Mais quand t’ouvres la tetra brick, tu tombes sur cette… Chose… Gélatineuse et brillante… Qui a l’aspect d’un yaourt, sauf que c’est vert.

Tu vas quand même aller voir dans l’armoire s’il ne reste pas des biscottes, plutôt…

… et marche à l’ombre

D’abord, c’est diffus.

Mais, très vite, ça te pique au nez. Te prend à la gorge.

Instinctivement, tu cherches à fuir. Mais depuis le temps que tu fais la file, ça te ferait quand même mal de quitter l’approche des caisses maintenant.

Tu ne te retournes pas.

Il est sage de ne pas chercher à savoir ce que l’on sent intuitivement que l’on n’a pas envie de savoir.

Mais évidemment, au bout de 3 minutes, tu craques.

Il faut dire que c’est totalement insupportable, ce mélange de chien mouillé, de lait caillé, de draps où l’on a dormi si fort qu’ils s’en souviennent.

Tu te retournes.

Tu ne vois rien.

Ca se passe plus bas.

Il est tout petit.

Le type.

Veste en faux cuir qui retient la transpiration, le jeans qui tient debout tout seul, les cheveux si gras qu’on pourrait faire des frites pour toute une colonie, plaqués contre son crâne.

Non content d’exister si fort olfactivement, il s’agite.
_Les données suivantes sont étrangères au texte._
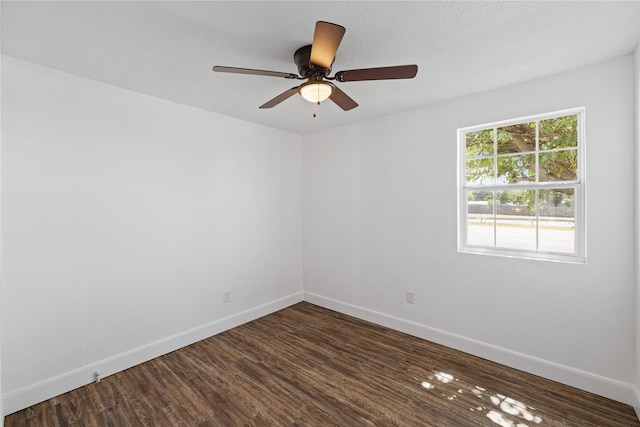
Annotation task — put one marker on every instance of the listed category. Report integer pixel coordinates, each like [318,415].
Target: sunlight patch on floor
[501,409]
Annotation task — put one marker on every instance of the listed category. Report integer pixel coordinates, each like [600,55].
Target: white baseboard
[596,384]
[36,393]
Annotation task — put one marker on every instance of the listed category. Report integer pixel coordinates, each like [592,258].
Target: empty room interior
[382,188]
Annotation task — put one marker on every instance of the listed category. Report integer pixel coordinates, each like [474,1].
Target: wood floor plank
[309,366]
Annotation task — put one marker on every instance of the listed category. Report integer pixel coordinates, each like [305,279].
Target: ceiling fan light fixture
[316,91]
Pousse tes affaires (aaaaaaaaargh, pas toucher !!!) pour poser les siennes sur le tapis, en un va-et-vient tout sauf érotique.

T’emballes tes courses plus vite que tu ne l’as jamais fait, paies et t’enfuis, le coeur au bord des lèvres.

De grâce, avant d’aller faire des courses : LAVEZ-VOUS, les gens !!!